Transformer is our proposed approach^{Footnote 6}. We train our model on both datasets with the hyper-parameter values shown in Table 2.

It is worth pointing out that all those methods identify anomalous trajectories, but only our approach (Transformer) and iBOAT detect anomalous sub-trajectories. We randomly selected 8,200 trajectories from the Recife dataset and 6,800 from Dublin to evaluate the approaches. Based on a data analysis, we defined the maximum number of points as 100 for the Recife dataset and 208 for Dublin.

Evaluation Metrics. We use F1-measure, Precision, Recall, and PR-AUC as evaluation metrics since they are usually applied to evaluate outlier detection methods [1, 13]. To verify whether the F1-measure values of our model are statistically different from the baselines, we execute the Wilcoxon statistical test [15]. The test verifies whether two paired samples (F1-measure values of our solution vs. a baseline) come from the same distribution. Given that, we set the significance level $\alpha =5\%$. In our context, the null hypothesis $h_0$ considers that the median difference between the F1 values of a pair of models is zero. We performed this statistical test on the instances in the test set.

6 Results and Discussion

In this section, we first present the evaluation of the trajectory outlier identification and, subsequently, the region anomaly detection.

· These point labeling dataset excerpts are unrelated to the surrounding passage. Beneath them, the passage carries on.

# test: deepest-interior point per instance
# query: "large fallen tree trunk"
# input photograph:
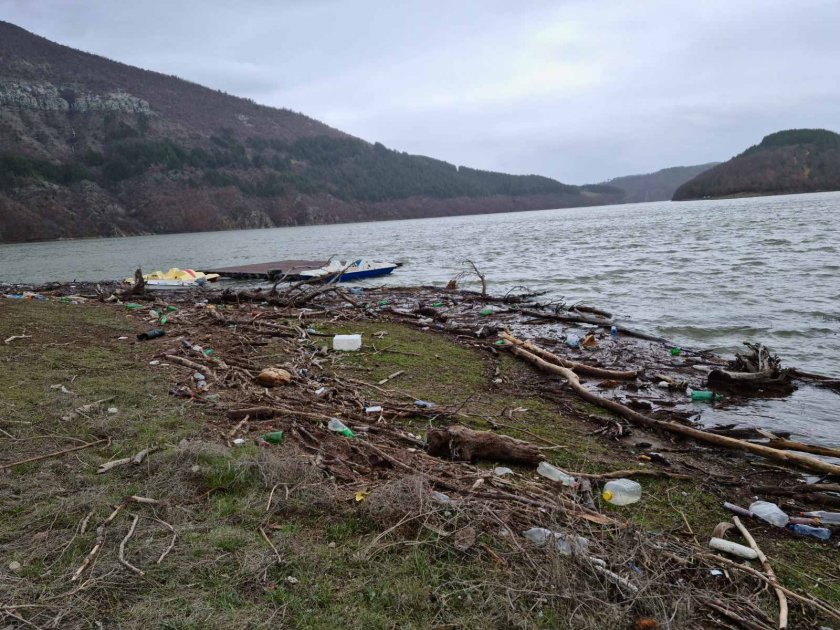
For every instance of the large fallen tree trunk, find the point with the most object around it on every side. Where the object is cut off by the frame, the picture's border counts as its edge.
(815, 449)
(579, 368)
(745, 433)
(802, 461)
(458, 442)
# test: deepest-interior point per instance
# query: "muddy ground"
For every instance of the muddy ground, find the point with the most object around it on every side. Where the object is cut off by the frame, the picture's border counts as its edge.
(324, 530)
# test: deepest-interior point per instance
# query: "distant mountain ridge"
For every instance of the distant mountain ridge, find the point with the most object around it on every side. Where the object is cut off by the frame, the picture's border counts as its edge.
(658, 186)
(94, 147)
(791, 161)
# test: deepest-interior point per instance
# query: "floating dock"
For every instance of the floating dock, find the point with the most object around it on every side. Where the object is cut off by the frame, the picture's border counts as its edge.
(267, 271)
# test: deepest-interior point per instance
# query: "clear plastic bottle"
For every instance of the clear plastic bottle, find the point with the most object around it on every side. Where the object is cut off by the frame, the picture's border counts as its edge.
(555, 474)
(621, 492)
(826, 518)
(769, 513)
(567, 545)
(814, 532)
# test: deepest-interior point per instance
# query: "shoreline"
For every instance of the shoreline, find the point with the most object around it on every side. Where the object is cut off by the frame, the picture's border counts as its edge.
(447, 355)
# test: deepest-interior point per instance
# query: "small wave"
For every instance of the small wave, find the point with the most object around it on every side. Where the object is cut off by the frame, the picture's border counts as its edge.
(775, 241)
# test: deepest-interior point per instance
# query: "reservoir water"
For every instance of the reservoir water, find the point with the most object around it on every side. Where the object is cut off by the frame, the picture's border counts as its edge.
(706, 274)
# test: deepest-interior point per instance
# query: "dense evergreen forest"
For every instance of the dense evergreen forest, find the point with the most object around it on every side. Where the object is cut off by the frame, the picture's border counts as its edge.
(792, 161)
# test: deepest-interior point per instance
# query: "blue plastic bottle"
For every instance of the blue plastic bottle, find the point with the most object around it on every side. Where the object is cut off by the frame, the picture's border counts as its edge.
(814, 532)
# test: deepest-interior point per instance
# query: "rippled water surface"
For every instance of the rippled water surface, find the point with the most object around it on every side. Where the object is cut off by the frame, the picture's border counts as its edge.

Table 3. Results of anomaly trajectory detection on the Dublin dataset.

Full size table

Table 4. Results of anomaly trajectory detection on the Recife dataset.

Full size table

6.1 Trajectory Anomaly Detection

Table 3 presents the results for the trajectory anomaly detection task on the Dublin dataset. Transformer outperforms the baselines in all scenarios and metrics. For example, considering the best results on F1, our approach is at least $17\%$ better than all baselines. To confirm this, Table 6 depicts the p-values for the results of each baseline in comparison to Transformer on the Dublin dataset. All the p-values are smaller than the significance level (0.05), which supports that our Transformer network has, in fact, superior performance than the baselines on this dataset.

Regarding the results on the Recife dataset, presented in Table 4, our method obtains better F1-measure values than STOD and RioBusData, and comparable ones with GMVSAE and iBOAT. The p-values of the hypothesis tests on this dataset for F1-measure, Table 7, confirm this: the p-values of GMVSAE and iBOAT versus Transformer in all scenarios are higher than the significance level of 0.05, meaning there is no statistical difference in terms of F1-measure between our approach and them. Regarding RioBusData and STOD, however, the p-values are lower than 0.05 in two of the three anomaly cases. Looking at precision values, Transformer achieved the best overall results but lower recall than GMVSAE and iBOAT. In practice, better precision can be an advantage since an anomaly detection model can be considered a filter that identifies possibly a few anomalous trajectories in a large set of trajectories. The more precise this filter is, the few false negative anomalies need to be inspected.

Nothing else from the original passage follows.